(Rom) Keine glänzende Figur macht derzeit der Präfekt des vatikanischen Kommunikationssekretariats, Msgr. Dario Edoardo Viganò. Er läßt dabei auch den Vatikan nicht gut aussehen. Was als Extra-Zugabe gedacht war, um besonders euphorisch fünf Jahre Papst Franziskus zu feiern, wurde zum peinlichen Eigentor.
Alles begann mit der Idee Viganòs, Papst Franziskus zu dessen fünftem Thronjubiläum mit einem besonderen Geschenk zu beehren. Wahrscheinlich dachte er sogar, strategisch besonders gewieft zu handeln. Benedikt XVI. sollte für den Jubilar mobilisiert werden, was nicht nur der Kontinuitätsthese zwischen den beiden Pontifikaten neuen Auftrieb geben sollte, sondern vor allem der anschwellenden Kritik an der Amtsführung von Franziskus entgegenwirken. Es ist bekannt, daß einige Teil der katholischen Kirche, auch im Vatikan, insgeheim Benedikt XVI. als legitimen Papst ansehen. Noch größer ist die Schar jener Katholiken, die sich lieber heute als morgen ein Ende des derzeitigen Pontifikats wünschen würden.

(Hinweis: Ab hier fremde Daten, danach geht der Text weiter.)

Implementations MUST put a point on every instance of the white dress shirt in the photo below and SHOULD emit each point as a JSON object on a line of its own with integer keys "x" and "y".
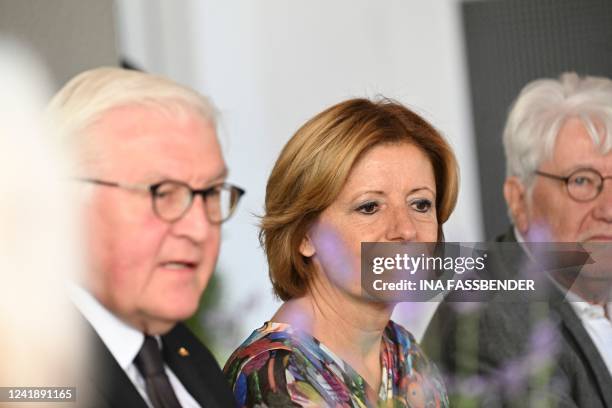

Msgr. Viganò, von Franziskus zum Kommunikationschef des Vatikans gemacht, dachte also gleich mehrere Fliegen mit einem Streich zu schlagen. Er meinte es so gut, daß er den Bogen überspannte, und dabei ertappt wurde.
Benedikt XVI. kam offenbar selbst nicht auf den Gedanken, dem regierenden Papst eine schriftliche Huldigungsnote zukommen zu lassen. So wurde etwas nachgeholfen.
Msgr. Viganò ließ eine vollständige Ausgabe samt Schuber von elf Kleinschriften über „die Theologie von Papst Franziskus“ in das Kloster Mater Ecclesiae bringen und übermittelte dazu dem gewesen Kirchenoberhaupt am 12. Januar ein freundliches Schreiben.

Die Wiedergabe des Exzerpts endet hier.